I doubt that the Russians lost more equipment than Ukraine, much of the equipment lost in the war are due to artillery and air strikes to begin with, and artillery, air and missile strikes are much greater in favor of the Russians than the Ukrainians almost by a factor of 6 to 10 vs. 1.

When something is novel, Chad and ISIS pickups vs. Iraqis and Libyans, you have the advantage of surprise and novelty. But when the other guy figures it all out and adapted to it, then the novelty is all gone. Pickup warfare isn't suited against heavily fortified positions and are unable to defend when it comes to counterattack; the opponent would lay mines and IEDs on the roads, destroy roads, and target your fuel depots.
 

FairAndUnbiased

Brigadier
Registered Member
A more apt description would be the Toyota war fought between Chad and Libya, where a force of highly mobile Chadian light infantry was able to inflict devastating losses on the heavily armed Libyans, also complete with foreign assistance! (France), while we don't have any solid numbers on casualty figures, Russia has lost a lot of equipment so far, definitely more than Ukraine since they didn't have much to begin with.
going by Kherson and Donbass numbers over the summer, the Ukrainians are losing more absolute numbers but less as %of total forces, since Ukrainians are outnumbering Russians 3 to 1. %loss of total forces is what really matters militarily, but Russia still has some cards up its sleeve.

The targeting of Ukrainian infrastructure going right is critical for Russia.
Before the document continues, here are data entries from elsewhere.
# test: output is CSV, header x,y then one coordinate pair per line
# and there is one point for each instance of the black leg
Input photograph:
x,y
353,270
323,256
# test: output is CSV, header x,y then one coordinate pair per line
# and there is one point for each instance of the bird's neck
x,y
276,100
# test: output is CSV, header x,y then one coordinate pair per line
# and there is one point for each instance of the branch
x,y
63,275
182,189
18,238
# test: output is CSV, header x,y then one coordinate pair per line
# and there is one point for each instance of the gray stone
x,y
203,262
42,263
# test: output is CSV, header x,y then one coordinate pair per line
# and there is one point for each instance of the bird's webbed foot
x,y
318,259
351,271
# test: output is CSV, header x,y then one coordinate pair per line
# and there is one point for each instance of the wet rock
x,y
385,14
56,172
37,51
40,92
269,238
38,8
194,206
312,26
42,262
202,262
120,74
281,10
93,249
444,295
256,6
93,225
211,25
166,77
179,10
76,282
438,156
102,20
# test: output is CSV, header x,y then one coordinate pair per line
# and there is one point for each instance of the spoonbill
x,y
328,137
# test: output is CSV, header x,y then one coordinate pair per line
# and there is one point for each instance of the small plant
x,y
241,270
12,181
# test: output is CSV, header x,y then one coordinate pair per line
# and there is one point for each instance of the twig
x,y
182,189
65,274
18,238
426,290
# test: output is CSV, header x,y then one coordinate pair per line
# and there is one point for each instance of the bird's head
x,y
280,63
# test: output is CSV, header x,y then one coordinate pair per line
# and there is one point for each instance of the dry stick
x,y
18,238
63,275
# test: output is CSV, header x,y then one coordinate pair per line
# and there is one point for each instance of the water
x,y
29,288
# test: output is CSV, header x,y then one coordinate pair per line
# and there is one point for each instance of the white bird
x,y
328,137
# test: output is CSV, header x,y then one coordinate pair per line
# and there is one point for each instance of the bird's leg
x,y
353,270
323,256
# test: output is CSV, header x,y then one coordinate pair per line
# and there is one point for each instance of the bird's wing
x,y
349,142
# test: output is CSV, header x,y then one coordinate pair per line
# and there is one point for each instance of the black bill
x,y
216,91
Since this has become a war of attrition with no negotiation possible, the best (only?) way that Russia can win is by inflicting crippling pain on the whole of Ukrainian society such that Ukraine cannot continue to fight without a general economic collapse. Unlike the Toyota War, Russia has the capability to inflict crippling damage on the Ukrainian infrastructure necessary to sustain modern society in a way Libya couldn't do to Chad.

No discussion (or suggestion) about De-population of Ukraine via force.